Do you want to travel back to 1990s music production? Were you not born yet and want to experience it in a fully immersive way? Opcode’s Josh and Nine Inch Nails have you covered.

The (1996?) “Getting Started With Vision” video has everything – those 3D graphics. That theme song. That feeling of watching OMS and Vision’s genius Blocks and sequencer implementation again. (Okay, the last one will – definitely depend on when you started with Mac music production.)

And so much Roland sound.

I feel a little bit like reciting ancient religious texts, we’ve all engaged in telling the story of MIDI on repeat since the dawn of time. “MIDI is a secret code that goes down these MIDI cables…” (Not sure what was secret about it, but maybe he was trying to make sure to let people know to send in their MIDI Manufacturers’ Association dues.)

The graphics… the graphics. (Video Toaster, I think?)

By the way, if you were not around for the era of OMS (Open Music System) but have a current Mac, load the Audio MIDI Setup. You’ll notice some similarities. Audio MIDI Setup was released, I believe, with Mac OS X Jaguar in 2002, and its development was led by ex-Opcode engineer Doug Wyatt. I can double-check that history, but you’ll see that, essentially, AMS turned into a next-generation reimagining of OMS. See also MOTU’s pre-OS X rival FreeMIDI. And… oh I had really forgotten that AppleTalk warning. Memories.

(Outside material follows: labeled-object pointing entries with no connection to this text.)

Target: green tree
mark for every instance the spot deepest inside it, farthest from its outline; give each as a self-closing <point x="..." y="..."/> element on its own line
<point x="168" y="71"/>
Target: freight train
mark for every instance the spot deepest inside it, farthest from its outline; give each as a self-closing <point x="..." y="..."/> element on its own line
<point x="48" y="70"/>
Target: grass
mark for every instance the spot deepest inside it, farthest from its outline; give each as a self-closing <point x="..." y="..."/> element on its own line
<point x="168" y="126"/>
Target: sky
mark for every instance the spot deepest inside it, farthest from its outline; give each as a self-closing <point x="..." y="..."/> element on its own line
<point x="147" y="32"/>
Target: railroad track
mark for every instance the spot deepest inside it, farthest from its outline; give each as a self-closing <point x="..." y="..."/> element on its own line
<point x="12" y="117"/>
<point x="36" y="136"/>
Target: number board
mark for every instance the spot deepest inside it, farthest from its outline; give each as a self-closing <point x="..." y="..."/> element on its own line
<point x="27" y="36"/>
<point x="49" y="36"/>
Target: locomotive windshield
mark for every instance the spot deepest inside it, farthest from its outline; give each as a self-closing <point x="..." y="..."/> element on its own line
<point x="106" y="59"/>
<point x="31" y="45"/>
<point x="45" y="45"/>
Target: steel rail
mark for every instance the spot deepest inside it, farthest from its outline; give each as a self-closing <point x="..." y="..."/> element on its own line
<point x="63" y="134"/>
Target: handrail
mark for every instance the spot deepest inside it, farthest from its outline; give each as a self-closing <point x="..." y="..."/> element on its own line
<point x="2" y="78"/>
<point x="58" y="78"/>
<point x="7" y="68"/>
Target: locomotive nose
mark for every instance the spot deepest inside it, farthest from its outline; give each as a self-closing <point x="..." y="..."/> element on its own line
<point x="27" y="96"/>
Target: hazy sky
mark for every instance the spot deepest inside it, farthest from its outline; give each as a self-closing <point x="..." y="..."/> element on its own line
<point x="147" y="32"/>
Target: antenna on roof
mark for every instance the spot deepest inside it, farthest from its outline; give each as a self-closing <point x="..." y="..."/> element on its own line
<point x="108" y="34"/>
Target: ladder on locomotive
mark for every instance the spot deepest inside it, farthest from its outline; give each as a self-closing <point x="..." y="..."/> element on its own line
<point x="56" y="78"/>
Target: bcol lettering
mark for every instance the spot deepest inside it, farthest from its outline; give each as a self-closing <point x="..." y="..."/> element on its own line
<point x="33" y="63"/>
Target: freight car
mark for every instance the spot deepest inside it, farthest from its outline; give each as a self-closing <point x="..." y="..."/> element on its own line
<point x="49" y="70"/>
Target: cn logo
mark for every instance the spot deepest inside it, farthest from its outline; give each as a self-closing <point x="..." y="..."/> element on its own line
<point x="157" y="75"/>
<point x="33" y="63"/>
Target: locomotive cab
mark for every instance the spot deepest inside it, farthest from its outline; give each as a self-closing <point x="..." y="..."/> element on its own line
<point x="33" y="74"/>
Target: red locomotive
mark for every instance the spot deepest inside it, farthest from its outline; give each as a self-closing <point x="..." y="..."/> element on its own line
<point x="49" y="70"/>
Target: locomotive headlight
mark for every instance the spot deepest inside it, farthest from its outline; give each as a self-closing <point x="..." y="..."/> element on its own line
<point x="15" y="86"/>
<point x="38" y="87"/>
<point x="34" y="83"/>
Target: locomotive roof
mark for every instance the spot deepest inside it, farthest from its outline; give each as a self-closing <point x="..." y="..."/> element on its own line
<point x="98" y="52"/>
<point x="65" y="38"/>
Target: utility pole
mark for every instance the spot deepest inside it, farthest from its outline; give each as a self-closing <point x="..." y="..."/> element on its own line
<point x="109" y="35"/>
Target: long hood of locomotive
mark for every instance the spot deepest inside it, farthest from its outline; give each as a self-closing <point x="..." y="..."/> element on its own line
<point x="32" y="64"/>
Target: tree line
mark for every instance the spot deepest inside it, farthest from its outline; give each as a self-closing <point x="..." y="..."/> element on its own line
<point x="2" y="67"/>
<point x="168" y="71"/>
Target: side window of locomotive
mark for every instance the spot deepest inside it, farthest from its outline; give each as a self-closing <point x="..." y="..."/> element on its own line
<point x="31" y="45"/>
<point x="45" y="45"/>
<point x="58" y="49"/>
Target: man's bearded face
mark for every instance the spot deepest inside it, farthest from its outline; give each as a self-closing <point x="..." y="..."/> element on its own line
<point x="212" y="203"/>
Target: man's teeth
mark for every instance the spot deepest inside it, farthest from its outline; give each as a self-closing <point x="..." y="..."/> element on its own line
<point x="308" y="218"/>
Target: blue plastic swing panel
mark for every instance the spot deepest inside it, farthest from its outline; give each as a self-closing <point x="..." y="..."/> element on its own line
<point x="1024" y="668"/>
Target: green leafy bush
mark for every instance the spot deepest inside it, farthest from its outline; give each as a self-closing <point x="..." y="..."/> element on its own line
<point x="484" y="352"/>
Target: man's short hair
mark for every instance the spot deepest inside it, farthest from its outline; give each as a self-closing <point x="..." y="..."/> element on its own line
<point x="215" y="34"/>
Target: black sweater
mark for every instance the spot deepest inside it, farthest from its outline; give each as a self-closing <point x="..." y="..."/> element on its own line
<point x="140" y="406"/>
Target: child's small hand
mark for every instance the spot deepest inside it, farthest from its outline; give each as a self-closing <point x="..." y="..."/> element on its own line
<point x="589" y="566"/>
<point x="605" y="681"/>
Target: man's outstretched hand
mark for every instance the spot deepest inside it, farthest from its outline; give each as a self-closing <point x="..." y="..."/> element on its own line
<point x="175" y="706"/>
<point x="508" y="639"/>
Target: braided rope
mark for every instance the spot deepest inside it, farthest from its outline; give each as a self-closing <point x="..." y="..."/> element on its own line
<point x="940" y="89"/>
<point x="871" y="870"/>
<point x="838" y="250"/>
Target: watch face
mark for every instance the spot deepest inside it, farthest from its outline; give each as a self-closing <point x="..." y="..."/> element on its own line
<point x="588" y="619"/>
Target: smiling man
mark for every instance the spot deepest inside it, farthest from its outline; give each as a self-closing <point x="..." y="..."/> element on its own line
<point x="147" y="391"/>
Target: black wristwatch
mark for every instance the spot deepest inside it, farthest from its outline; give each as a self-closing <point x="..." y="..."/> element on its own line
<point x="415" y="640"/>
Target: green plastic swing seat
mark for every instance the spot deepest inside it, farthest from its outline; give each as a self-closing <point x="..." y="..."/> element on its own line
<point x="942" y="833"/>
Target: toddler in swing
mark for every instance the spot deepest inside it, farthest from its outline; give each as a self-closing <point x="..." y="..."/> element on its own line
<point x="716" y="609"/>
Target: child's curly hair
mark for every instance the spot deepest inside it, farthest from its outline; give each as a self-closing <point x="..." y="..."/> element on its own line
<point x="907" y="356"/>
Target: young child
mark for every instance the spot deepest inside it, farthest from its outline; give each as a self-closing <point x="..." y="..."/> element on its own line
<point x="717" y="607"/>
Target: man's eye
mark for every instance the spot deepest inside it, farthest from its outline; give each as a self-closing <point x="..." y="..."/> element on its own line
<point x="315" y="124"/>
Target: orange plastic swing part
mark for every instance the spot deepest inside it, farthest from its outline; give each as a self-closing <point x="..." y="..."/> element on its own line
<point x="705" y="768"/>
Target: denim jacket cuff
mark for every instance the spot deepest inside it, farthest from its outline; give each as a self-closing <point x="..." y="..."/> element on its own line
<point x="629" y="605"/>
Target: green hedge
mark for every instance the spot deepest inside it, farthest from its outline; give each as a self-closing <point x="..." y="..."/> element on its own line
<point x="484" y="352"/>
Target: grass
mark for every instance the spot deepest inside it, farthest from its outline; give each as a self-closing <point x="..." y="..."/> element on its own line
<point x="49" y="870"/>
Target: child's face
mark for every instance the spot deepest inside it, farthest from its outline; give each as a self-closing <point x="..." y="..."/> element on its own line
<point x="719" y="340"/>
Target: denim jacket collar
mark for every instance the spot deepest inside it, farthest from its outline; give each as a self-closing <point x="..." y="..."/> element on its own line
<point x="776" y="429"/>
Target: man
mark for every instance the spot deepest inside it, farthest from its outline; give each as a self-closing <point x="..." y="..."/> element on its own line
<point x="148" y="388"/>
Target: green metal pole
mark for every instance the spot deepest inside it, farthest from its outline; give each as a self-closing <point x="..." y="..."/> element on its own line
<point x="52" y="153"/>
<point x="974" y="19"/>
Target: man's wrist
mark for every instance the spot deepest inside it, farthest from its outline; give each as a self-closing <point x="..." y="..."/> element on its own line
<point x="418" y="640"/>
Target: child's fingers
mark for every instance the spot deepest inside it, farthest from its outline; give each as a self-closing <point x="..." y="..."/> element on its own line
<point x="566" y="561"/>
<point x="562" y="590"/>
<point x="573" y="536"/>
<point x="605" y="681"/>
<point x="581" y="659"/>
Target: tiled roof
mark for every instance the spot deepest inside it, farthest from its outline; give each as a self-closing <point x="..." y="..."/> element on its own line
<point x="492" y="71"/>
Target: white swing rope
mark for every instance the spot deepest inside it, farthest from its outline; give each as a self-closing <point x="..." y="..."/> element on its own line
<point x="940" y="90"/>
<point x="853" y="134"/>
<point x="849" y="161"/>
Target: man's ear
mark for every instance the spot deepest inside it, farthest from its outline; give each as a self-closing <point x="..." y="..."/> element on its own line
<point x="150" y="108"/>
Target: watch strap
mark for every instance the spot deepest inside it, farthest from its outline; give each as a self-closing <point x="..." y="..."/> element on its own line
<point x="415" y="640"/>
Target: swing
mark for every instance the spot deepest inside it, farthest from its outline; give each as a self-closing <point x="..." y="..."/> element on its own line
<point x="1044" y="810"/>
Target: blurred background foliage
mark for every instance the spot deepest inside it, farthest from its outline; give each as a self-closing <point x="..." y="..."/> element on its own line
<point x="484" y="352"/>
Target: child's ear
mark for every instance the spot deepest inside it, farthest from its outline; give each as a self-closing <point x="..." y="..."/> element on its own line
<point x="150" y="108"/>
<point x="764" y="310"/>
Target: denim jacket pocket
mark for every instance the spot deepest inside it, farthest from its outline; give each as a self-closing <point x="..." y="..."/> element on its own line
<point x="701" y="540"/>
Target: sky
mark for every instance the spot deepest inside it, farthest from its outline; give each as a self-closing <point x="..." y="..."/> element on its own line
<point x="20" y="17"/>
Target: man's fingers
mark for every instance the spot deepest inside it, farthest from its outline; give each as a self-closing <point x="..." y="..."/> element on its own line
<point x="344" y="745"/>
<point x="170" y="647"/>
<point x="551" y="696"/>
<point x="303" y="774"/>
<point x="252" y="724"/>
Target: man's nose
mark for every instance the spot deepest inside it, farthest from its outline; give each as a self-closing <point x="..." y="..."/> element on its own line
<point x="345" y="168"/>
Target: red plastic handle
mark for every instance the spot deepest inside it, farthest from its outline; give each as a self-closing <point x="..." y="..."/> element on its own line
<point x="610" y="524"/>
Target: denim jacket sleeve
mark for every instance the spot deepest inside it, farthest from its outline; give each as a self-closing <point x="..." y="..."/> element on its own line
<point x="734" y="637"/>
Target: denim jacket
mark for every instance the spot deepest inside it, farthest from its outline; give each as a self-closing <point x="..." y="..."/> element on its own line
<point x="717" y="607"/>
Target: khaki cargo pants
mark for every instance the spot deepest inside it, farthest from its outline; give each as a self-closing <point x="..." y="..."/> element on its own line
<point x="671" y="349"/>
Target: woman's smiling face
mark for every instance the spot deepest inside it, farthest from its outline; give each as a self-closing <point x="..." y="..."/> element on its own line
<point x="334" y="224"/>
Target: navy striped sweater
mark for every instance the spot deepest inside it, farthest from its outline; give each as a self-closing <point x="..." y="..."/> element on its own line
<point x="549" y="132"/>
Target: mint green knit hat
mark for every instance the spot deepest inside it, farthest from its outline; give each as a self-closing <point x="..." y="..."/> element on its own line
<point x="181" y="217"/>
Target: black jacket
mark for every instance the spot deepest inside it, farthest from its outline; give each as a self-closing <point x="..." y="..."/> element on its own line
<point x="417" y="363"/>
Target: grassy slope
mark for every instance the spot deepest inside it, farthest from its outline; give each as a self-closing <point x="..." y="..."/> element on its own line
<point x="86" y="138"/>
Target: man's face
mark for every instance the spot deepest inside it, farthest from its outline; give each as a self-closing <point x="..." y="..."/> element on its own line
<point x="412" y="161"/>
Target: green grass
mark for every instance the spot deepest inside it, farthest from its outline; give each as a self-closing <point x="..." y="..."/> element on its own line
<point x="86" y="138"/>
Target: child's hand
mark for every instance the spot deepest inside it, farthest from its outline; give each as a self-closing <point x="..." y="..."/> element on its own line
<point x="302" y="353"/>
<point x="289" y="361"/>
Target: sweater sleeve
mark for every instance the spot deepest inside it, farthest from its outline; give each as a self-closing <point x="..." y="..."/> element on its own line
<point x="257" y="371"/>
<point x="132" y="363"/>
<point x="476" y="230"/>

But we’re done 90s-ing yet.

Nine Inch Nails filmed this music video in 1992 for “Gave Up” and it features a kind of hilarious amount of exposure for Opcode Vision.

Show of hands how many of you also used that same Digidesign mousepad. (It was a simpler time, kids. Actually… no, it was a much more complicated time, involving a hell of a lot of reaching into your Mac chassis to fiddle with horrible hardware settings on NuBus cards to make DAE work. I want to go back to that about as much as I wanted to hear Bill Clinton this week. But Opcode was great.)

Also, it turns out they label their projects about the same way the rest of us do. I don’t think these were edited for the video.

Vision still looks brilliant, nearly 30 years later. That’s not just nostalgia talking, either: we lost some of the elegance of the first generation of sequencers. It’s worth revisiting that now, too, because while the world of the western DAW is pretty well exhausted, there’s every chance to build new systems from scratch based on other music traditions and with developers from outside the usual suspects of the USA and western Europe – see DAW, Music Production, and Colonialism, a Bibliography.

Anyway, modern software: you’re on notice. At least come up with some vaporware music and graphics for your next tutorial. You can blame me.

I realize I have been tagging things “I love the 90s” and a significant portion of the world has no idea what the hell I’m talking about. It’s this:

I am of course obligated to bring back this clip, any time I mention Opcode:

I’m sorry, what? Music tech news? Like, for today?

Look there’s a new plug-in model of a vintage compressor and some fancy polysynth is coming someday and there are some new modules. Happy?